Este livro conta o que aconteceu com o rapaz após 4 anos do término do primeiro livro. Ele sente que algo está errado, que alguém o chama, e volta ao hotel do Golfinho para tentar desvendar o que está por trás desta sua intuição. É uma jornada de auto-conhecimento, que passa por algumas cidades japonesas e até pelo Havaí.

Em comparação com os outros livros que li do Haruki Murakami, este tem um ponto que considero negativo: é um pouco repetitivo em alguns pontos. Alguns fatos que ocorrem são relembrados várias e várias vezes. Não que o autor conte novamente tudo, mas por exemplo a expressão "cu-co" que é dita em determinado momento da trama, volta várias e várias vezes pelos pensamentos do protagonista.

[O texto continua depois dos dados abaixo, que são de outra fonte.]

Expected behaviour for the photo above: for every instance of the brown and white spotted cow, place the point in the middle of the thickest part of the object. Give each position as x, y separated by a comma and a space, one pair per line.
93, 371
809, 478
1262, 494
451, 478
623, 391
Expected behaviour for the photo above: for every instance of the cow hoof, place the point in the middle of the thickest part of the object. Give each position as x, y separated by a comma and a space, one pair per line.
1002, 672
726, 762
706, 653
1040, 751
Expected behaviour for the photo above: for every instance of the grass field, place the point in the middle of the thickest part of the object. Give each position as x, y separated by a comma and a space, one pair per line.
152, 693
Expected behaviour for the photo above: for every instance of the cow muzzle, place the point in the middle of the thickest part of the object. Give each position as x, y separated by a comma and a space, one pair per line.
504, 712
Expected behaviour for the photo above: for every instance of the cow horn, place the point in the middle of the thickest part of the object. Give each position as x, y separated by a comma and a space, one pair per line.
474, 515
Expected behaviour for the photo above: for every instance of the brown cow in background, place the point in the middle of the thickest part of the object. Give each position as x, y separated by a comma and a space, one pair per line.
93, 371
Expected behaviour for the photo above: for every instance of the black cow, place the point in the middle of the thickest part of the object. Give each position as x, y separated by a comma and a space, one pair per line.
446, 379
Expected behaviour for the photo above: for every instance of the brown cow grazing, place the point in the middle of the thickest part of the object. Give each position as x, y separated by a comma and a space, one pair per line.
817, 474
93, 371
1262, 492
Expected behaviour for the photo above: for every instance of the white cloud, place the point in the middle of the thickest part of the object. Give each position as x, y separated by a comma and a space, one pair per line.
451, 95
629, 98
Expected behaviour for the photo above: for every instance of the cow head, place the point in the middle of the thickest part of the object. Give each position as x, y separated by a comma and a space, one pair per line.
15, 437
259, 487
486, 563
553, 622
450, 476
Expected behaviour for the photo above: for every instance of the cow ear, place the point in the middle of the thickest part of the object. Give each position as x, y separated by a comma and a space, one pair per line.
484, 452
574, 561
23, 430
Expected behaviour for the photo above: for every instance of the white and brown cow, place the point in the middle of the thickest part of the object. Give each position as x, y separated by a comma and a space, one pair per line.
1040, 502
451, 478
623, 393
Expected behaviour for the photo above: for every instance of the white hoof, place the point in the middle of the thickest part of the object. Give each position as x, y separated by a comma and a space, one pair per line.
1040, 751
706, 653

Novamente é possível ver o desenvolvimento dos temas de Haruki Murakami neste livro. Ele usa muito de "planos paralelos", por exemplo, que serão retomados em outras obras, como The Wind-up Bird Chronicle. A relação de amizade de um adulto com uma adolecente também é tema recorrente das duas obras.

A história é bastante envolvente, capta a atenção, mas acredito que poderia ser um pouco mais curta. Não que se torne cansativa, porque os livros de Murakami nunca o são (pelo menos para mim), mas acha que algumas passagens poderiam ser retiradas sem comprometer a linha da história. Por outro lado, os personagens deste livro são extremamente bem montados e tão criativos que beiram o bizarro.

As questão existenciais / psicológicas são muito presentes neste livro, já mostrando um avanço nesta direção se comparado com o anterior, Caçando Carneiros. O livro trata de temas como morte, sexualidade, auto-conhecimento, relacionamentos, trabalho, e tem até um vies de crítica ao consumismo.

Como todos os livros de Murakami que li até agora, vale muito a pena gastar um tempinho neste livro. Considero o autor um dos que consegue desenvolver temas de maneira mais criativa e cativante que já li.
Tuca. 20/08/2012minha estante
Comprei esse, mas vou ler Caçando carneiros antes.


Emanuelle Najjar 17/06/2015minha estante
Não tinha noção de que "Caçando Carneiros" tinha um complemento. Fiquei interessada, mas talvez precise reler antes de pegar em "Dance Dance Dance". Li vários livros depois dele, então pode ser que eu perca a linha de pensamento e tenha a experiência pela metade.


Lorena Porto 31/01/2017minha estante
Nossa não tinha ideia que existia essa continuação, e comprei esse por acaso, que máximo!